I wrote a personal Bash library and scripting framework that uses GNU shtool to do a rather accurate platform detection.
GNU shtool is a very portable set of scripts that contains, among other useful things, the 'shtool platform' command. Here is the output of:
shtool platform -v -F "%sc (%ac) %st (%at) %sp (%ap)"
on a few different machines:
Mac OS X Leopard:
4.4BSD/Mach3.0 (iX86) Apple Darwin 9.6.0 (i386) Apple Mac OS X 10.5.6 (iX86)
Ubuntu Jaunty server:
LSB (iX86) GNU/Linux 2.9/2.6 (i686) Ubuntu 9.04 (iX86)
Debian Lenny:
LSB (iX86) GNU/Linux 2.7/2.6 (i686) Debian GNU/Linux 5.0 (iX86)
This produces pretty satisfactory results, as you can see.

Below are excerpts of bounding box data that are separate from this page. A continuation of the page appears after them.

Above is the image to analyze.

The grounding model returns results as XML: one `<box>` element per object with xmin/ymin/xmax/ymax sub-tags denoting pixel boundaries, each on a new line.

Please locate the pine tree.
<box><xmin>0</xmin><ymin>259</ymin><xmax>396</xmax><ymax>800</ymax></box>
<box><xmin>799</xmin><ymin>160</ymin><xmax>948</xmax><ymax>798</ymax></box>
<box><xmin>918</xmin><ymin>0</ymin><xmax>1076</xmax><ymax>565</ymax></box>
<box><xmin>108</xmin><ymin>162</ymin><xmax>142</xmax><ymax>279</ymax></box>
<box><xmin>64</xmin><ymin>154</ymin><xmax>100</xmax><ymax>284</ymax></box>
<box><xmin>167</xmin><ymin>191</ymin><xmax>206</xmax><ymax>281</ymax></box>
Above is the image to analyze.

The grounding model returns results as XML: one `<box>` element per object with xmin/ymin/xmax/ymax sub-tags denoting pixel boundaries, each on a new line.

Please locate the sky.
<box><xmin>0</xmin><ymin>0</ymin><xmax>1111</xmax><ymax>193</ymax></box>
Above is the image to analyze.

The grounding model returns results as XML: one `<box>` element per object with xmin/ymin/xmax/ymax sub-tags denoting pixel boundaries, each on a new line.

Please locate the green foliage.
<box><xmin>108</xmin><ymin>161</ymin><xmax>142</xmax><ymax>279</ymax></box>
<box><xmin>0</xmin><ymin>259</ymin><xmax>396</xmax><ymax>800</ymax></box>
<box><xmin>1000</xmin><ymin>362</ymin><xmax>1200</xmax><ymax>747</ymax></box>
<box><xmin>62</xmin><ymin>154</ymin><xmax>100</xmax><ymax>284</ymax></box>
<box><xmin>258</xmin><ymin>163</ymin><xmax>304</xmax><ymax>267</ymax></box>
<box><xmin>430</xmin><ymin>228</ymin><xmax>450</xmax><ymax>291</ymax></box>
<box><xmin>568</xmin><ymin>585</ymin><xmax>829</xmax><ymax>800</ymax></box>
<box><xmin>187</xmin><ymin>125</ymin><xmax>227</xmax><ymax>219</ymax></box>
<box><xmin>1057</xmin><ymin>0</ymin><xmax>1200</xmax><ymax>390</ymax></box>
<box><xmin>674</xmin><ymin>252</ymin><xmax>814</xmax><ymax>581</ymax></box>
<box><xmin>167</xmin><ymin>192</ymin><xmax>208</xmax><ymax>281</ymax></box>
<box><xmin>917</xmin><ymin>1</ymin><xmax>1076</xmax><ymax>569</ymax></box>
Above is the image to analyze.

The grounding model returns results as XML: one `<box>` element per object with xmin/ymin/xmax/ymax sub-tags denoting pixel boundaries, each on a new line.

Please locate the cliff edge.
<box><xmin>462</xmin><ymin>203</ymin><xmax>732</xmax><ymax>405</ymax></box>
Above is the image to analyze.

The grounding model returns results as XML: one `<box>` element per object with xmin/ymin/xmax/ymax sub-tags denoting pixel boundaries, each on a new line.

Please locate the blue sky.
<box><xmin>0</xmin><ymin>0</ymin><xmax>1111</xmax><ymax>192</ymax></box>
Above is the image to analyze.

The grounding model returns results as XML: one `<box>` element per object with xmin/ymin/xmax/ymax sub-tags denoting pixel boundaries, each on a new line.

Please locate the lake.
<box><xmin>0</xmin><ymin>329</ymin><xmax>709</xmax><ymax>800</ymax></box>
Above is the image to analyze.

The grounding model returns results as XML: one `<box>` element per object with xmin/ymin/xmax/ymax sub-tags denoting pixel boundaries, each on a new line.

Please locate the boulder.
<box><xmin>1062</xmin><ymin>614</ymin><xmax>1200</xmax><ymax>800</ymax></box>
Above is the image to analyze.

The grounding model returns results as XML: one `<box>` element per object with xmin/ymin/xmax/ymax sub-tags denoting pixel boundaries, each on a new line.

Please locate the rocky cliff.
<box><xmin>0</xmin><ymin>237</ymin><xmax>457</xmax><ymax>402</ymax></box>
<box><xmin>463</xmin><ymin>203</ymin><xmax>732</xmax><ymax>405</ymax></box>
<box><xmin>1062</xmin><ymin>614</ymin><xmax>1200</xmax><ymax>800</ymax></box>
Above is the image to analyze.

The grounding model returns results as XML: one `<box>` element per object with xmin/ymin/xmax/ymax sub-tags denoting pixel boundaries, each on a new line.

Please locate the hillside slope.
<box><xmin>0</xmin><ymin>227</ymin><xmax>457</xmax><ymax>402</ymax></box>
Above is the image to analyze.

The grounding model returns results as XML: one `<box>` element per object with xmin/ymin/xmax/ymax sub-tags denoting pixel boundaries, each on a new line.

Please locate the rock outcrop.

GNU shtool is a little slow, so I actually store and update the platform identification in a file on the system that my scripts call. It's my framework, so that works for me, but your mileage may vary.
Now, you'll have to find a way to package shtool with your scripts, but it's not a hard exercise. You can always fall back on uname output, also.
EDIT:
I missed the post by Teddy about config.guess
(somehow). These are very similar scripts, but not the same. I personally use shtool for other uses as well, and it has been working quite well for me.